Japon yemek çubukları olan “Chopstick” diye tabir ettiğimiz çubuklar, tek kullanıma dönük “Waribashi” adıyla bilinir. Bu çubuklarla yemeğini karıştıran, tabaklara aktarmak amacıyla kullanan Japonlar için önemli bir görgü kuralı vardır. Aynı çubuğu bir başkası kullanamaz ve çubuğu yemeğe dik olarak batırmak büyük bir kabalıktır. Çubukla yeme alışkanlığı Japonlar dışında, Çinliler, Tibetliler, Singapurlu ve Taylandlı insanlarda da bulunmaktadır.
Sıkça Sorulan Sorular
Japonya 1947 senesinden bu yana oluşturduğu anayasal değişiklikle güçler ayrılığı sistemini uygulamaktadır (Yasama, yürütme, yargı). Yasamadan sorumlu bir meclis söz konusudur. Halk egemenliğine dayalı, temel insan haklarına saygı ve barışın savunulduğu ilkelerle oluşturulan yeni anayasayla ülkede çoğulcu parlamenter yönetim sistemi uygulanmaktadır.

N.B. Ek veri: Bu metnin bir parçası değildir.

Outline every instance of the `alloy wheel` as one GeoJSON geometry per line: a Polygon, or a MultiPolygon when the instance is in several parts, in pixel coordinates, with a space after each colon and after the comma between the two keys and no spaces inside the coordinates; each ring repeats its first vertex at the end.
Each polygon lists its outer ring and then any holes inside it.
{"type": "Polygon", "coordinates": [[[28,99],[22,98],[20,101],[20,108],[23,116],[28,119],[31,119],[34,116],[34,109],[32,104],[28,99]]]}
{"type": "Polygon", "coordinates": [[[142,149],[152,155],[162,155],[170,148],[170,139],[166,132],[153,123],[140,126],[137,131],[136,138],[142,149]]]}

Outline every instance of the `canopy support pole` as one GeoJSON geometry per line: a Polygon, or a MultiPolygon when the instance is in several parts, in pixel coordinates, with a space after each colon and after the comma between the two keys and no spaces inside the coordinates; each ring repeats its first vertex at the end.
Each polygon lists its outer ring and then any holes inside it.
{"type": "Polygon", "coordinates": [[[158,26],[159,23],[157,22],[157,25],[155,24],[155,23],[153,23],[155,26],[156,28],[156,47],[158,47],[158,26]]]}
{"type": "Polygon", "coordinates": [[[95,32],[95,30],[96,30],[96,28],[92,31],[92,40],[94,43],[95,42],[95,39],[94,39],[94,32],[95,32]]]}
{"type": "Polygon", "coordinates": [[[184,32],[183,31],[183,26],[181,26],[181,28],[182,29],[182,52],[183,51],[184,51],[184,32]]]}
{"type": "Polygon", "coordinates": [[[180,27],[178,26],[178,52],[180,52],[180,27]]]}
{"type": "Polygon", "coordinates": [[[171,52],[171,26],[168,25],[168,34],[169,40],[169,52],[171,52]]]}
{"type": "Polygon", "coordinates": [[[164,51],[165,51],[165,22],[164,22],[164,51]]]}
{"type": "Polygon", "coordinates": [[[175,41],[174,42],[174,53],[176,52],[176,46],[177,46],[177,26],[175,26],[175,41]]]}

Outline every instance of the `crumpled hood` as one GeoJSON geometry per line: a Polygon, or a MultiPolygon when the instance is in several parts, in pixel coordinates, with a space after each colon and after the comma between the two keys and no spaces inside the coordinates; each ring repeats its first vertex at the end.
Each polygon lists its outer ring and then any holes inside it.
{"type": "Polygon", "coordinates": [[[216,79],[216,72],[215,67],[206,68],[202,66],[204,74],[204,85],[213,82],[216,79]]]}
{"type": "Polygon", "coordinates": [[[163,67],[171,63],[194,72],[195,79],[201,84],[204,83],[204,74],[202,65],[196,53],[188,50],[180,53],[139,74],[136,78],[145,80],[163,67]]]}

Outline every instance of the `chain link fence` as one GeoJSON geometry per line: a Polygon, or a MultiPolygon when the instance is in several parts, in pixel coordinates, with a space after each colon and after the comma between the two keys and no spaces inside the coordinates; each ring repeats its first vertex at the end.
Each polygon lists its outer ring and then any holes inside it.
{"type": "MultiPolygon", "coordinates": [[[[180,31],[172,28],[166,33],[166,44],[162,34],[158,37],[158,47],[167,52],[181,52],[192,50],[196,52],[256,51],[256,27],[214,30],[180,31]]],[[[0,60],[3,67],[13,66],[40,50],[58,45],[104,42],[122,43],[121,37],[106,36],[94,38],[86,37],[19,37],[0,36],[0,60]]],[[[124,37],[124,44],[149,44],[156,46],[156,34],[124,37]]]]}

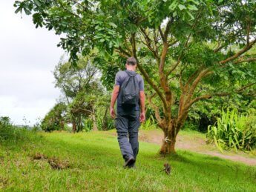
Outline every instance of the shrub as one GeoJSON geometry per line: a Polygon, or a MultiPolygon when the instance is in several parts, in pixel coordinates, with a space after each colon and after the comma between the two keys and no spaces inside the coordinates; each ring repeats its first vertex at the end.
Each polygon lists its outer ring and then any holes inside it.
{"type": "Polygon", "coordinates": [[[27,130],[27,126],[18,127],[12,125],[7,116],[0,117],[0,142],[16,143],[18,142],[29,141],[35,136],[34,131],[27,130]]]}
{"type": "Polygon", "coordinates": [[[236,110],[222,110],[214,125],[208,127],[206,136],[223,148],[251,150],[256,148],[256,116],[238,114],[236,110]]]}

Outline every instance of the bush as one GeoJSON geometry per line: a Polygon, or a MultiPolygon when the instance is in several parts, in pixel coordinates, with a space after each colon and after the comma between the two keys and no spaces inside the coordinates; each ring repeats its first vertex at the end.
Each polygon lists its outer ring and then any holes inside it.
{"type": "Polygon", "coordinates": [[[0,117],[0,142],[16,143],[29,141],[29,138],[35,136],[33,131],[27,130],[27,126],[18,127],[13,125],[7,116],[0,117]]]}
{"type": "Polygon", "coordinates": [[[238,114],[236,110],[222,110],[217,125],[209,125],[206,136],[223,148],[251,150],[256,148],[256,116],[238,114]]]}
{"type": "Polygon", "coordinates": [[[157,128],[157,124],[154,116],[151,115],[145,122],[141,124],[140,129],[142,130],[154,130],[157,128]]]}

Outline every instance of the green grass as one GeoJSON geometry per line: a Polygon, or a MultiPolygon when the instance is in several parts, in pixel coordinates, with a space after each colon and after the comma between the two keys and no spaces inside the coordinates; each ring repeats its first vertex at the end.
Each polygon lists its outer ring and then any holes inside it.
{"type": "Polygon", "coordinates": [[[0,145],[4,191],[255,191],[255,167],[183,150],[163,158],[159,146],[145,142],[140,143],[137,168],[124,169],[116,138],[101,131],[40,133],[0,145]],[[47,159],[33,159],[37,153],[68,161],[69,168],[53,169],[47,159]],[[160,172],[166,162],[171,175],[160,172]]]}

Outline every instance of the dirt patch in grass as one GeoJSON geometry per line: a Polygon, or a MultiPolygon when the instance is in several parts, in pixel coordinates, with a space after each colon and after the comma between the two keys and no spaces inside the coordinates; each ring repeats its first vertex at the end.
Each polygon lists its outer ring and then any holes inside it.
{"type": "Polygon", "coordinates": [[[0,176],[0,189],[3,189],[5,186],[7,186],[7,178],[0,176]]]}
{"type": "Polygon", "coordinates": [[[70,165],[67,160],[60,160],[57,157],[47,157],[42,153],[36,153],[32,156],[33,160],[46,160],[53,169],[65,169],[70,168],[70,165]]]}
{"type": "MultiPolygon", "coordinates": [[[[140,140],[147,142],[153,142],[158,145],[162,144],[163,133],[161,130],[140,130],[140,140]]],[[[202,138],[200,135],[196,134],[178,134],[177,138],[176,148],[177,149],[188,150],[201,154],[206,154],[217,156],[223,159],[240,162],[249,165],[256,165],[256,158],[246,157],[242,152],[238,154],[229,153],[221,153],[217,150],[214,145],[207,144],[206,139],[202,138]]]]}
{"type": "MultiPolygon", "coordinates": [[[[116,136],[116,133],[109,132],[109,134],[116,136]]],[[[155,143],[161,145],[163,142],[163,133],[160,130],[144,130],[139,132],[139,140],[146,142],[155,143]]],[[[177,149],[187,150],[201,154],[217,156],[234,162],[240,162],[249,165],[256,165],[256,158],[248,157],[248,155],[238,151],[225,151],[221,153],[213,144],[207,144],[206,139],[202,134],[188,133],[178,134],[176,142],[177,149]]]]}

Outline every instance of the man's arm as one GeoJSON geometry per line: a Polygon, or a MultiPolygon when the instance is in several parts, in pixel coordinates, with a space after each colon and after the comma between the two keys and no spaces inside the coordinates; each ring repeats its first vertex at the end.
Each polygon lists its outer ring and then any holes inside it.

Japon geleneksel kıyafetlerden kimonolar, özel törenler, toplantılar ve festivallerde giyilebilen milli bir kıyafettir. Kimono giyildiğinde kural olarak, normal bir ayakkabı ve çorap giymek yasaktır. Ayrıca evlilik törenlerinde damat ve gelin siyah kimonolar giyip, sorguç takmalıdırlar.